The age-velocity dispersion relation of the Galactic discs from LAMOST-Gaia data

Abstract

We present the age-velocity dispersion relation (AVR) in three dimensions in the solar neighbourhood using 3,564 commonly observed sub-giant/red-giant branch stars selected from LAMOST, which gives the age and radial velocity, and Gaia, which measures the distance and proper motion. The stars are separated into metal-poor ( [Fe/H]<-0.2\,dex and metal-rich ( [Fe/H]>-0.2\,dex) groups, so that the metal-rich stars are mostly α-poor, while the metal-poor group are mostly contributed by α-enhanced stars. Thus, the old and metal-poor stars likely belong to the chemically defined thick disc population, while the metal-rich sample is dominated by the thin disc. The AVR for the metal-poor sample shows an abrupt increase at 7\,Gyr, which is contributed by the thick disc component. On the other hand, most of the thin disc stars with [Fe/H]>-0.2\,dex display a power-law like AVR with indices of about 0.3--0.4 and 0.5 for the in-plane and vertical dispersions, respectively. This is consistent with the scenario that the disc is gradually heated by the spiral arms and/or the giant molecular clouds.

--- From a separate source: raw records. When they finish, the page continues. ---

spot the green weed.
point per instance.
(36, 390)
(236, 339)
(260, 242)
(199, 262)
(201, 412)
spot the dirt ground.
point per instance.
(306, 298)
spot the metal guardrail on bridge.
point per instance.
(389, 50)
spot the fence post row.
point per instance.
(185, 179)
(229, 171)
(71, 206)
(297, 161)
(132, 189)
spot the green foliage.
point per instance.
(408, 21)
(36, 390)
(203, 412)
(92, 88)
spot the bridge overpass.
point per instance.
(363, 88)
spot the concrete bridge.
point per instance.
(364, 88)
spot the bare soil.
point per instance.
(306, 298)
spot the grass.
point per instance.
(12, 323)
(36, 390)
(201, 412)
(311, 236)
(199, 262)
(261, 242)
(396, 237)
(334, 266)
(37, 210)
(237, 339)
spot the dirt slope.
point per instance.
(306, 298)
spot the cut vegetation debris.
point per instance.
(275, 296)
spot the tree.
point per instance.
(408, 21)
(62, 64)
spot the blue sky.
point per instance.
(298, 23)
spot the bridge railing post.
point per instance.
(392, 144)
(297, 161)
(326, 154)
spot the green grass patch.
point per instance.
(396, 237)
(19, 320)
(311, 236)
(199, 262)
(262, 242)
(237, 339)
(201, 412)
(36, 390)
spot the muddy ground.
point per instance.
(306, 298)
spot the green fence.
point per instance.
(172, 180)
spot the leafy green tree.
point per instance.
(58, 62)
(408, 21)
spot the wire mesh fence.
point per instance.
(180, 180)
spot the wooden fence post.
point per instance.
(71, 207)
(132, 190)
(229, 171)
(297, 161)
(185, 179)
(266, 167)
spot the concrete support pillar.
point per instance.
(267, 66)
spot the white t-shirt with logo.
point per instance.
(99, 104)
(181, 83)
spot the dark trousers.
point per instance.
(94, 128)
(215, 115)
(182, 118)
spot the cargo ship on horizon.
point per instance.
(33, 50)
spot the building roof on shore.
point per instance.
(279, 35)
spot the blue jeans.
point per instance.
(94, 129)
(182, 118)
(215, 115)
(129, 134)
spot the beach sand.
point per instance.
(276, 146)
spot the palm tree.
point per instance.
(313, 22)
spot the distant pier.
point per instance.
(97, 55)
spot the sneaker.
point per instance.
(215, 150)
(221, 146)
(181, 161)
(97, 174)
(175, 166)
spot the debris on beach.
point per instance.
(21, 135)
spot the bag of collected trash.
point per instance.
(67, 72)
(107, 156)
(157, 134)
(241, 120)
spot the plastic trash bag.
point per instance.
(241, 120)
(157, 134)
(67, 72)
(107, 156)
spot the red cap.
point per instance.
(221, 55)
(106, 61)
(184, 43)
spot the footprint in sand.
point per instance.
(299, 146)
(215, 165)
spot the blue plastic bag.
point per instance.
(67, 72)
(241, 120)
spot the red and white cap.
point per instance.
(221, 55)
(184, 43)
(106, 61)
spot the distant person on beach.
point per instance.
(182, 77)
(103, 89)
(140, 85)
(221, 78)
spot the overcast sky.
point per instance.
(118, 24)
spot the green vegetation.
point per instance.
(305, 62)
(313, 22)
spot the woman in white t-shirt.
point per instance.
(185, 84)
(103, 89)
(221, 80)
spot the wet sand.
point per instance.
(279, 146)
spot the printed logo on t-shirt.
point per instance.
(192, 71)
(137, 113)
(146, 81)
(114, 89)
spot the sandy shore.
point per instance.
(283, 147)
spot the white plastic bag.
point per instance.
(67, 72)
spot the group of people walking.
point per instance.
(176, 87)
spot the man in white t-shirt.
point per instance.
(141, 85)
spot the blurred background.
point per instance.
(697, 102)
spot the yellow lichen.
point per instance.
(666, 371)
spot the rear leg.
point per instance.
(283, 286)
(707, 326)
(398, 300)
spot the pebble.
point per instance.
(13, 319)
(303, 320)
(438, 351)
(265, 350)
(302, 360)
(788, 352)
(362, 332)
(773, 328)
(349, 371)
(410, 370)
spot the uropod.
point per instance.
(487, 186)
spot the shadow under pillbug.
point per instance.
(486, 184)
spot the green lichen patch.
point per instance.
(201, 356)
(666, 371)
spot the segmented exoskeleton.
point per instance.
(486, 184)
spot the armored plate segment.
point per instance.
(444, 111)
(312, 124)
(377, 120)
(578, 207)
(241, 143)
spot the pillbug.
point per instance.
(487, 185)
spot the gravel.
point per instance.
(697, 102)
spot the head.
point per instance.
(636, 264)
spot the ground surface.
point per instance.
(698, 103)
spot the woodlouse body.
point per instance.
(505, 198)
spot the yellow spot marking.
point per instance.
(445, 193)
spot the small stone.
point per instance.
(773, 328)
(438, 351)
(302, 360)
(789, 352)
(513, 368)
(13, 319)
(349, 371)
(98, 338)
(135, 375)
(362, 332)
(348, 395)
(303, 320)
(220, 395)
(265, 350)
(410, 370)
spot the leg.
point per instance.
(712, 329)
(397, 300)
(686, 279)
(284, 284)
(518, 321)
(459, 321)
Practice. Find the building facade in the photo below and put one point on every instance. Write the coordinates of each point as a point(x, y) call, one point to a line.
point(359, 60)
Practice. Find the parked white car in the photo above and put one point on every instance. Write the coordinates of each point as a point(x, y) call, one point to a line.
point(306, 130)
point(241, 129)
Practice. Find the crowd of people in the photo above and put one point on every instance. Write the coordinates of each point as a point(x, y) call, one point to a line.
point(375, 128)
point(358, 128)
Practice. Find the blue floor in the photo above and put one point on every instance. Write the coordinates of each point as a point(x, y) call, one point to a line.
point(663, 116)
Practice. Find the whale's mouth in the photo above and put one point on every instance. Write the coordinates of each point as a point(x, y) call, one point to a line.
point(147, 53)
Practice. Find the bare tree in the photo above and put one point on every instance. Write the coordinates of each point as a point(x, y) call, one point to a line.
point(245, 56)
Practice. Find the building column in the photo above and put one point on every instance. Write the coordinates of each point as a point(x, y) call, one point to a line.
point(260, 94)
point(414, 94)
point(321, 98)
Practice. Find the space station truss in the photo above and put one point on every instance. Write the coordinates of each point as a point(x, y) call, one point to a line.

Moreover, the older thin disc stars (>7\,Gyr) have a rounder velocity ellipsoid, i.e. σφ/σ z is close to 1.0, probably due to the more efficient heating in vertical direction. Particularly for the old metal-poor sample located with |z|>270\,pc, the vertical dispersion is even larger than its azimuthal counterpart. Finally, the vertex deviations and the tilt angles are plausibly around zero with large uncertainties.